Belder won the NDR-Musikpreis in Hamburg in 1997, and in 2000 the International Bach Competition in Leipzig. He has worked as a continuo player with ensembles such as the Nederlandse Bachvereniging, Collegium Vocale Gent, the Concertgebouworkest and Camerata Trajectina.

Belder took part in the recordings of the complete works by Johann Sebastian Bach by the label Brilliant Classics, including Das wohltemperierte Klavier. He recorded for the label also all 555 keyboard sonatas by Domenico Scarlatti in 2007, and keyboard compositions by Antonio Soler and Jean-Philippe Rameau. He has worked from 2010 to 2013 recording the complete Fitzwilliam Virginal Book of more than 300 pieces. Belder used different instruments for the different character of compositions by William Byrd, Peter Philips, Jan Pieterszoon Sweelinck, Giles Farnaby and John Bull, among others.

== Musica Amphion ==
Belder founded an ensemble, Musica Amphion, for playing mostly Baroque music. They recorded the complete works by Arcangelo Corelli, and the complete Tafelmusik by Georg Philipp Telemann in 2004. They then began a project with the label Etcetera Bach in Context, combining Bach's vocal works and organ compositions focused on a theme.
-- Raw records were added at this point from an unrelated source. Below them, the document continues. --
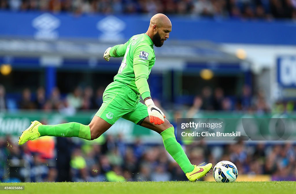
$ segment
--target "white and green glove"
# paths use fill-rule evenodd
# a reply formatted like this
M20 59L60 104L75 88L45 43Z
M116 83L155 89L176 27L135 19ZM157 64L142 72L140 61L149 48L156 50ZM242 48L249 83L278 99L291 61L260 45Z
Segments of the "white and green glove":
M105 52L104 53L104 59L107 61L109 61L110 57L111 57L111 56L110 56L110 49L111 49L111 47L109 47L106 49L106 50L105 51Z
M150 122L154 123L155 125L161 125L164 123L165 116L160 109L155 106L152 99L147 99L145 103L147 106Z

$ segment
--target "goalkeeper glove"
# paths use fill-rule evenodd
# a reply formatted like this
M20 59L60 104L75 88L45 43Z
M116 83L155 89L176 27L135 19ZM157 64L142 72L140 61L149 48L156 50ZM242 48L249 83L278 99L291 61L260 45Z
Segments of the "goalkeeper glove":
M154 123L155 125L161 125L164 123L165 115L160 109L155 106L152 99L147 99L145 102L147 106L150 122Z
M106 49L106 50L105 51L105 52L104 53L104 59L107 61L109 61L110 57L111 57L111 56L110 56L110 49L111 49L111 47L109 47Z

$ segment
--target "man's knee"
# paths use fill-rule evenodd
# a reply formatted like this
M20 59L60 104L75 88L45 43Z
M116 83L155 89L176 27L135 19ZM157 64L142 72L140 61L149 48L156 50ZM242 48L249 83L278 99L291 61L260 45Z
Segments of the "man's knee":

The fifth recording, with organist and the Gesualdo Consort Amsterdam, combines the Organ Sonata in E-flat major, BWV 525, the funeral cantata Actus Tragicus, BWV 106, the motet Komm, Jesu, komm, BWV 229, the chorale prelude on "Schmücke dich, o liebe Seele", BWV 654, and the cantate Mit Fried und Freud ich fahr dahin, BWV 125.

The ensemble recorded in 2006 Bach's Brandenburg Concertos and his concertos for 2, 3 and 4 harpsichords. They began a recording of the complete chamber music by Henry Purcell.